I am trying to prove this theorem in my book. Because it is provided without proof, please let me know what you think!
$\mathbf{Theorem:}$ Let V be a finite , $n$ -dimensional vector space and let U be a subspace of V.
Define, $T: V \rightarrow V$ as $$ T(v)=proj_U(v)$$ ( ie, the orthogonal projection)
Then the following are true;
i) T is a linear transformation
ii) $Im(T)=U$ and $kerT=U^{\perp} $ where $U^{\perp}$ represents the orthogonal complement.
iii) $Dim(U)+Dim(U^{\perp})= n$
$\mathbf{Proof:}$
(i) Let $v , w \in V$ , $k \in \mathbb R$, and let $\mathbb B=\{u_1,…u_n\}$ be an orthogonal basis for V.
then we have $$T(v)= \frac{\langle v , u_1 \rangle}{\langle u_1, u_1 \rangle}u_1 +…+ \frac{\langle v, u_n \rangle}{\langle u_n, u_n \rangle}u_n$$
and $$T(w)=\frac{\langle v , w_1 \rangle}{\langle w_1, w_1 \rangle}w_1 +…+ \frac{\langle v, w_n \rangle}{\langle w_n, w_n \rangle}w_n$$
then the rest follows by invoking the inner product properties of linearity.

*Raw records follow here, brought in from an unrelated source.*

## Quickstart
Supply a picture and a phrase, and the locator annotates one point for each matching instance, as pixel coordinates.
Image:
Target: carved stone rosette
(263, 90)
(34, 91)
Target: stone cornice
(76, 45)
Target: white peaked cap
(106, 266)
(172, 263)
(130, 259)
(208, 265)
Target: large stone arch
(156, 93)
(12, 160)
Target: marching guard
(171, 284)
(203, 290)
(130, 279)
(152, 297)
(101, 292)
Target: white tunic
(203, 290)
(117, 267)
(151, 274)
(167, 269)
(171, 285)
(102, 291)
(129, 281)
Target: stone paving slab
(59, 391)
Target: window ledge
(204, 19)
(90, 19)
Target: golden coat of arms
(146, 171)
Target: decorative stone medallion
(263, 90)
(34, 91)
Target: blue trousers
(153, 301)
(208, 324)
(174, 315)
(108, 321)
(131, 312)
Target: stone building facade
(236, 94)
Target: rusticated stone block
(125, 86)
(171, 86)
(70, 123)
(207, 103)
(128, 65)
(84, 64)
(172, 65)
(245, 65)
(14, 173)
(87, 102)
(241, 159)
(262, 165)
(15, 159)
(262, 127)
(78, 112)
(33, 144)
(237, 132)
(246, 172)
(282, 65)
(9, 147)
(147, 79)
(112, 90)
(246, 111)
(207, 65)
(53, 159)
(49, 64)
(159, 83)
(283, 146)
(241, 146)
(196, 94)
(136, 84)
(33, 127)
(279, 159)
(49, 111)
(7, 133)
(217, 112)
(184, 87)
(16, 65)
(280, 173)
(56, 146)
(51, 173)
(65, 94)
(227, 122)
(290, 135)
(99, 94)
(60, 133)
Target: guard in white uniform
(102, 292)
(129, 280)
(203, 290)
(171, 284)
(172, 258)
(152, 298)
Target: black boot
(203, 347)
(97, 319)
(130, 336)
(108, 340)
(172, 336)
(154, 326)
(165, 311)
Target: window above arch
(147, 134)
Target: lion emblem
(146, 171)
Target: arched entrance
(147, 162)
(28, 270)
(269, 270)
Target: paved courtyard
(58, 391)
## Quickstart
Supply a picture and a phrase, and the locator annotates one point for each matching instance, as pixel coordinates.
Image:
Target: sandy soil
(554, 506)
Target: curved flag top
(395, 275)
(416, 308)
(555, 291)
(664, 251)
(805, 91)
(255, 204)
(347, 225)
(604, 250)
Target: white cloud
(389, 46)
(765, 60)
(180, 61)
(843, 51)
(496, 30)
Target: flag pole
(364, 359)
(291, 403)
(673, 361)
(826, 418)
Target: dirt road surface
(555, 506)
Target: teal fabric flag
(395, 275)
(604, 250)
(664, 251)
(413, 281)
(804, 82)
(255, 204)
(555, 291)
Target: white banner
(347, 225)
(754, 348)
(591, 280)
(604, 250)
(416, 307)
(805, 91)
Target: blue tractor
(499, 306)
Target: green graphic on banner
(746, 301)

I have it written but it will take my a long time to type that out , so for that I would just be wondering if that is the correct approach?
(ii)
Must show that $Im(T) \subseteq U$ and that $U \subseteq Im(T)$
Let $w \in Im(T)$ then there exists a$ v \in V$ such that $T(v)=w$
and we have seen that this would imply w is just the projection i.e. a linear combination of vectors $u_i$ and for $U \subseteq Im(T)$ we can simply take the projection of $u$ onto itself. Thus, showing $Im(T)=U$
Now suppose $w \in U^{\perp}$ then $$T(w)=\frac{\langle w,u_1 \rangle}{\langle u_1, u_1 \rangle }u_1+…+\frac{\langle w , u_n \rangle}{\langle u_n, u_n \rangle}u_n=0$$ ie $w \in Ker(T)$ and now now suppose $w \ in Ker(T)$ then $T(w)=0$ , using the fact that for any $w \in V$ we have $w-T(w) \in U^{\perp}$ then this gives $w-0 \in U^{\perp}$ that is $w \in U^{\perp}$ i.e. $Ker(T) \subseteq U^{\perp}$
(iii) This follows directly from the rank nullity theorem, which states $dim(ImT)+dim(KerT)=dim(V)$
Let me know what you all think, any suggestions etc, thanks!